Sędzia Anna Bator-Ciesielska dwukrotnie odmówiła wspólnego orzekania z sędzią Przemysławem Radzikiem, który według doniesień medialnych miał należeć do grupy "Kasta", szkalującej innych sędziów. W połowie września podjęła podobną decyzję, gdy miała orzekać z innym wymienianym w tym kontekście sędzią, Michałem Lasotą.
- Nie chcę orzekać z sędzią, wobec którego są poważne zarzuty, że brał udział w akcji szkalowania sędziów - mówiła "Rzeczpospolitej" sędzia Anna Bator - Ciesielska.
Czytaj więcej na ten temat:
To właśnie między innymi tych odmów dotyczy postępowanie dyscyplinarne wszczęte przez sędziego Piotra Schaba. Jego zdaniem, w ten sposób sędzia dopuściła się "bezprawnej, sprzecznej z przepisami Prawa o ustroju sądów powszechnych, ingerencji w skład orzekający powołany do rozpoznania sprawy".
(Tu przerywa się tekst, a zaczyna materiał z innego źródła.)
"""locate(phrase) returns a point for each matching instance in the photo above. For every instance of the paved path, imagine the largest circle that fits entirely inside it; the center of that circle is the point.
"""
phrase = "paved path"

Kolejne zarzuty dotyczą dwóch decyzji sędzi Bator-Ciesielskiej, która zdaniem Rzecznika Dyscyplinarnego, bezprawnie z pominięciem pozostałych, dwóch członków składu orzekającego, wydała postanowienia o zwróceniu się do Trybunału Sprawiedliwości Unii Europejskiej z pytaniami prejudycjalnymi.
Piąty zarzut dotyczy z kolei wypowiedzi medialnych sędzi Bator-Ciesielskiej, w których "podważyła status dwóch ustalonych sędziów i ich uprawnienia do pełnienia urzędu sędziego, a także ich niezawisłość i niezależność, a nadto zakwestionowała sposób realizacji kompetencji przez wiceprezesa Sądu Okręgowego w Warszawie".
Rzecznik wskazał, iż w związku z tym, że trzy z pięciu zarzucanych sędzi czynów wypełniają znamiona przestępstwa nadużycia władzy, to sądem właściwym do rozpoznania będzie Izba Dyscyplinarna Sądu Najwyższego.